Est-ce compliqué de maintenir l’équilibre entre une certaine incrédulité du lecteur sans perdre le sens de la réalité interne de l’histoire ?

SS : Il y a deux réalités différentes dans le livre. Les Fourlands eux-même sont consistants – la présence de San, des Awians, Rhydanne et Insectes – et obéit aux mêmes règles que notre monde, pour ce que j’en sais. J’ai fait beaucoup de recherches, par exemple en archerie, en navigation, même en ingénierie hydraulique (il faudra lire The modern world pour comprendre ça ! ). Par contraste, le Shift n’obéit qu’a une seule règle : ce qui paraît bien, est. Il y a là autant de logique qu’au Pays des Merveilles, mais ça n’a pas été une limite pour Carroll, et je ne crois pas que qui que ce soit trouve ça plus compliqué pour le Shift. Ce que je trouve discordant dans la fantasy, c’est la magie. C’est habituellement un procédé pour systématiser les paresses du scénario. Il n’y a pas de magie dans les Fourlands, ils n’en ont pas le concept – il y a juste la réalité scientifique, plus ou moins comprise. C’est un monde rationnel, bien plus que le nôtre, ça c’est la fantasy.

Pensez-vous que plus le scénario sera exotique et imaginatif, plus la lecture sera satisfaisante ?

SS : Seulement si vous êtes entre les mains d’un très bon écrivain. Plus il y a d’exotisme et d’imagination, plus l’écrivain devra être doué pour rendre ça lisible et que ça ne vire pas au radotage d’une succession de mots sur du papier au lieu d’une image claire dans l’esprit du lecteur. En tant qu’écrivain, on peut aussi choisir d’enchaîner son imagination, j’entends par là se créer ses propres limites et choisir d’être vrai envers le monde que vous avez créé. Dans la série, je m’en suis jusqu’ici strictement tenue aux termes de référence et à la phraséologie de Jant. Je ne le ferai peut-être pas toujours parce que c’est restrictif, par exemple, en trois livres, je n’ai jamais utilisé le mot « mal » (« evil » dans le texte, NdT) parce que les Fourlands n’ont pas ce concept religieux. Il n’y a pas non plus de référence à une vie après la mort. Un écrivain doit être consistant. Il ne peut pas assembler toutes sortes de choses pour faire un scénario exotique parce que le lecteur se sentira lésé. Le genre fantasy peut être un bon terrain d’entraînement au self-contrôle pour les nouveaux écrivains. Mais, m’étant délibérément limitée, j’ai envie de déployer mes ailes et emmener mon travail publié plus loin que le point de vue de Jant.

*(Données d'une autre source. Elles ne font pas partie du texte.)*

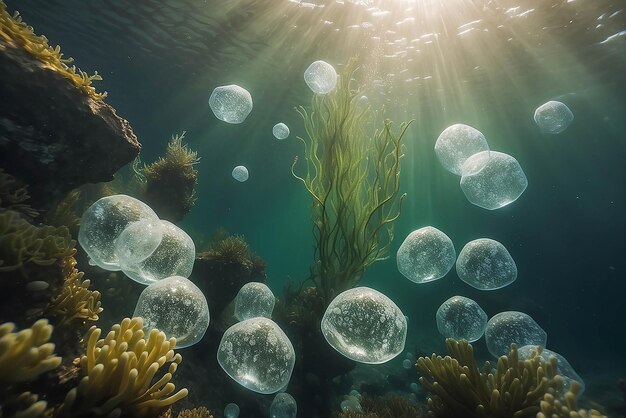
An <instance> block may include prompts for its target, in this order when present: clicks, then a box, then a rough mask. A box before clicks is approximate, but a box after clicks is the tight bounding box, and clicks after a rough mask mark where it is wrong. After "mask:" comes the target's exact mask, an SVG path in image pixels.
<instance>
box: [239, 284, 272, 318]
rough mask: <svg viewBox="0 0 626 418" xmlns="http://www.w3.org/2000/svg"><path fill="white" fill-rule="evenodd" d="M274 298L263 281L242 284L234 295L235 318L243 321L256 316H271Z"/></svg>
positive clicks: (270, 291)
mask: <svg viewBox="0 0 626 418" xmlns="http://www.w3.org/2000/svg"><path fill="white" fill-rule="evenodd" d="M275 303H276V298H275V297H274V294H273V293H272V291H271V290H270V288H269V287H267V286H266V285H265V284H263V283H258V282H250V283H246V284H244V285H243V286H242V287H241V289H239V293H237V296H236V297H235V318H237V319H238V320H240V321H244V320H246V319H250V318H256V317H257V316H264V317H266V318H271V317H272V312H273V311H274V304H275Z"/></svg>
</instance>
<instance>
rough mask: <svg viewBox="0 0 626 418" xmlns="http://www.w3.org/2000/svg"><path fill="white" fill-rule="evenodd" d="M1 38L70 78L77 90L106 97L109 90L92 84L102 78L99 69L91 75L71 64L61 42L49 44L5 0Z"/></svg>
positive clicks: (45, 66)
mask: <svg viewBox="0 0 626 418" xmlns="http://www.w3.org/2000/svg"><path fill="white" fill-rule="evenodd" d="M0 39H3V40H4V41H5V42H7V43H8V44H10V45H15V46H17V47H19V48H22V49H24V50H25V51H27V52H28V53H29V54H31V55H32V56H33V57H34V58H35V59H37V60H38V61H40V62H41V63H42V65H44V66H45V67H46V68H49V69H51V70H54V71H56V72H58V73H59V74H61V75H62V76H63V77H65V78H67V79H69V80H70V81H71V82H72V83H73V84H74V85H75V86H76V87H77V88H78V89H80V90H81V91H82V92H84V93H85V94H87V95H89V96H90V97H92V98H93V99H95V100H102V99H104V98H105V97H106V93H97V92H96V89H95V88H94V87H93V86H92V83H93V81H96V80H102V77H100V75H99V74H98V72H97V71H96V72H95V74H94V75H91V76H90V75H89V74H87V73H86V72H84V71H81V70H80V69H78V68H76V66H74V65H72V66H71V67H70V66H68V64H70V63H72V61H73V59H72V58H63V54H62V53H61V48H60V47H59V46H58V45H57V46H56V47H54V48H53V47H52V46H50V45H49V44H48V38H46V37H45V36H43V35H42V36H39V35H36V34H35V32H34V30H33V28H32V27H31V26H28V25H27V24H26V23H24V22H22V18H21V17H20V15H19V13H18V12H15V14H14V15H13V16H11V15H10V14H9V13H8V12H7V7H6V5H5V4H4V2H3V1H2V0H0Z"/></svg>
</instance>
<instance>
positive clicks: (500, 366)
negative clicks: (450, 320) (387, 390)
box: [417, 338, 563, 418]
mask: <svg viewBox="0 0 626 418" xmlns="http://www.w3.org/2000/svg"><path fill="white" fill-rule="evenodd" d="M446 348H447V350H448V353H449V356H446V357H441V356H437V355H435V354H433V355H432V356H431V357H420V358H419V359H418V360H417V368H418V369H419V371H420V372H421V373H422V376H423V377H421V378H420V383H421V385H422V386H423V387H424V388H425V389H426V390H427V391H428V392H430V398H429V399H428V408H429V414H430V415H432V416H436V417H500V418H509V417H510V418H521V417H527V416H533V415H535V414H537V413H538V412H539V411H540V401H541V399H543V397H544V395H545V394H551V395H553V396H555V395H557V396H558V392H559V391H560V390H561V388H562V386H563V379H562V378H561V377H560V376H557V372H556V370H557V360H556V358H551V359H550V360H549V361H548V362H545V361H543V360H542V358H541V356H540V355H538V353H535V355H534V356H531V357H530V358H529V359H527V360H524V361H520V360H519V358H518V353H517V347H516V346H515V344H513V345H512V346H511V351H510V352H509V354H508V356H501V357H500V358H499V359H498V362H497V365H496V368H495V370H492V368H491V364H490V363H489V362H486V363H485V366H484V367H483V370H484V371H483V372H481V371H480V369H479V368H478V366H477V365H476V360H475V359H474V350H473V348H472V345H471V344H470V343H468V342H467V341H464V340H461V341H456V340H453V339H450V338H449V339H447V340H446Z"/></svg>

L’Empereur est un personnage très intrigant – dans tous les sens du terme…en apprendra-t-on plus sur la manière dont il est arrivé au pouvoir et dont il continue à l’assumer dans les deux prochains livres de la série, ou projetez-vous de le garder dans l’ombre ?

SS : L’Empereur joue un rôle plus important dans The modern world que dans les autres livres et, pour une fois surpris par les événements, il montre plus que ce qu’il aurait voulu. Le lecteur attentif pourra également en apprendre plus sur lui dans le livre qu’à travers ce qu’il dit. Oui, je connais son passé et il y aura des révélations, mais pas dans les deux prochains livres. Carniss Keep montrera clairement comment l’Empereur et le Château interagissent avec les gouvernements des Fourlands en temps de paix.

Que pouvez-vous nous dire à propos des deux prochains romans?

SS : Le prochain livre Carniss Keep est l’un de ceux que je prévoie depuis des années. Il se déroule 125 ans avant L’année de notre guerre, il montre un Jant plus jeune, avant qu’il ne commence les drogues et que ses côtés les plus rugueux soient atténués. Il raconte l’histoire de Shira Delin, dont le lecteur se souviendra peut-être d’une mention dans le précédent livre, ainsi qu’un clash entre Awia et les Rhydannes. Comme je l’ai dit plus haut, il ne sera pas seulement raconté du point de vue de Jant, le lecteur le découvrira donc enfin vu de l’extérieur.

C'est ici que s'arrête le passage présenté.